Nougaro dit "mon père", il dit "Papa". Je ne l'entends pas dire "mon papa".
https://www.youtube.com/watch?v=KIzD__TZY-0
Écrit par : Michèle | jeudi, 05 février 2015
Bonjour Michèle,
C'est lors d'un entretien à la radio que le l'ai entendu dire ça, à moins d'avoir rêvé ce qui est possible car je rêve aussi bcq ; j'ai encore cependant un vague écho de cela, je ne tiens pas à récupérer la vedette non plus, mais enfin, je pense qu'il voulait témoigner de sa tendresse, sans plus finalement. Pour moi, "mon" ou pas "mon", je ne m'arrête pas tellement aux mots, ils passent, ils s'envolent, across the Universe, et qu'importe même si l'écho vient ou pas d'une source réelle. Peut-être ai-je rêva après tout.
N'avoir ni père ni mère fait que l'on a pas mal de recul avec le temps sur ce genre de choses. Je ris de ces choses-là, sans importance aucune.
À vous relire !
Écrit par : sauge | dimanche, 08 février 2015
Bonjour Sauge,
Merci infiniment de votre réponse. Cela ne m'étonne pas que Nougaro ait dit "mon papa" dans un échange oral, c'est une immense tendresse qui fait dire cela, bien sûr. Dans une chanson c'eût été plus étonnant.
En tout cas c'est un plaisir de vous lire, d'entendre votre regard sur les choses. Je dis les choses pour ne pas dire le monde même si c'est bien de cela qu'il s'agit.
A vous relire, itou !
Écrit par : Michèle | lundi, 09 février 2015
La femme Sallenave est une écrivaine.
Elle revendique ça.
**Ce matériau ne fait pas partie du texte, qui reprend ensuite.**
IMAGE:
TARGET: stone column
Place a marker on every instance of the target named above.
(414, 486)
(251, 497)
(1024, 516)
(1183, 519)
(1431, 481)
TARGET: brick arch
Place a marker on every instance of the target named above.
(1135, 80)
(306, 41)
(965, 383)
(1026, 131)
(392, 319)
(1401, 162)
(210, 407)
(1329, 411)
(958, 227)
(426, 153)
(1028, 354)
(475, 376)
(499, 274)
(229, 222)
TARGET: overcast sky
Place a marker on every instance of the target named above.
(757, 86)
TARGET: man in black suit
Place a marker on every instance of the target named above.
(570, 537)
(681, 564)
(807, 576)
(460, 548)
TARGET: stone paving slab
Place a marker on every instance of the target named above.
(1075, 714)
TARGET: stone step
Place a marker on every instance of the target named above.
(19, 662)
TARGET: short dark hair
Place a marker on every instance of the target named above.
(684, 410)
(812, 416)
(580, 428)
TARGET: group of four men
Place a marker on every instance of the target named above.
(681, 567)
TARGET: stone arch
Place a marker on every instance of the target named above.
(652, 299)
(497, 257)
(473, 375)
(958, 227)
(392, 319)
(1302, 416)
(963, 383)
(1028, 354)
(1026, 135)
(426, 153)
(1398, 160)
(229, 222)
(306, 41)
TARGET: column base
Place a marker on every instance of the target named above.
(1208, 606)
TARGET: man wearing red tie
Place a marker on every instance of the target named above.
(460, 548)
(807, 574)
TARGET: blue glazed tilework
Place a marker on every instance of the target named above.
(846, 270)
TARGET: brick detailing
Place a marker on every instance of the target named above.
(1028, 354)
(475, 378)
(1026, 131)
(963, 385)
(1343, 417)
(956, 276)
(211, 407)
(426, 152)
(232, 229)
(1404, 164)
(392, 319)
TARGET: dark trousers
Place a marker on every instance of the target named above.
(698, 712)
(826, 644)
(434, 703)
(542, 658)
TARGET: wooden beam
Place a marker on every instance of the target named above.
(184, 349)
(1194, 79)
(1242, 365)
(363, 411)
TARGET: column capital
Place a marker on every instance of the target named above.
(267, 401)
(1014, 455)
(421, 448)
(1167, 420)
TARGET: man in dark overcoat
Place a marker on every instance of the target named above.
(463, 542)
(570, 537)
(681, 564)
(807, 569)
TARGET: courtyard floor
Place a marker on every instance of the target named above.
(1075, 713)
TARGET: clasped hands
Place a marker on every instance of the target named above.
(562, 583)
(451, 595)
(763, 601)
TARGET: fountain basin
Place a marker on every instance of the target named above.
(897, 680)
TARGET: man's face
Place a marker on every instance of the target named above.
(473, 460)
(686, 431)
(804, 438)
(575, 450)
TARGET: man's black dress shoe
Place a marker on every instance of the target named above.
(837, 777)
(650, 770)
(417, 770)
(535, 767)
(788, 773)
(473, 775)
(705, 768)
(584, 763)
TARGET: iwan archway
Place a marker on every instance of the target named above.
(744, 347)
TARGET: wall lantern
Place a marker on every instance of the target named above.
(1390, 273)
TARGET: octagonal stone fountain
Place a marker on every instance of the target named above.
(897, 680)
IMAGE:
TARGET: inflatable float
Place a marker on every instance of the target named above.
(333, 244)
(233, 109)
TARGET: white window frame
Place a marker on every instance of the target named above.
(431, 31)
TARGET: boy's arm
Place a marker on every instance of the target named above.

Haut et fort.
Elle a horreur de l'élite, on la comprend.
Elle a horreur de l'élite, en disant qu'il faut la défendre quand elle n'est point l'élite qui est l'élite.
La femme Sallenave, le bibendum Hollande, les trucs en vert...
Écrit par : tamet de bayle | vendredi, 06 février 2015
Sallenave est l'idiote qui a déclaré la guerre à Bourdieu quand celui-ci a écrit "Les Règles de l'art". Petit écrivain normalien universitaire qui se croit le droit de pérorer, quand son œuvre ne vaut pas le papier qu'on a utilisé pour la publier.
Écrit par : nauher | samedi, 07 février 2015
La tyrannie des quotas est entrée dans notre civilisation sans qu'on s'en aperçoive.
Les habits verts se doivent de respecter les taux.
On ne peut que remercier la sosserie : les femmes sont dans les taux.
Au français, selon son degré de bidochonnerie, de choisir l'orthographe.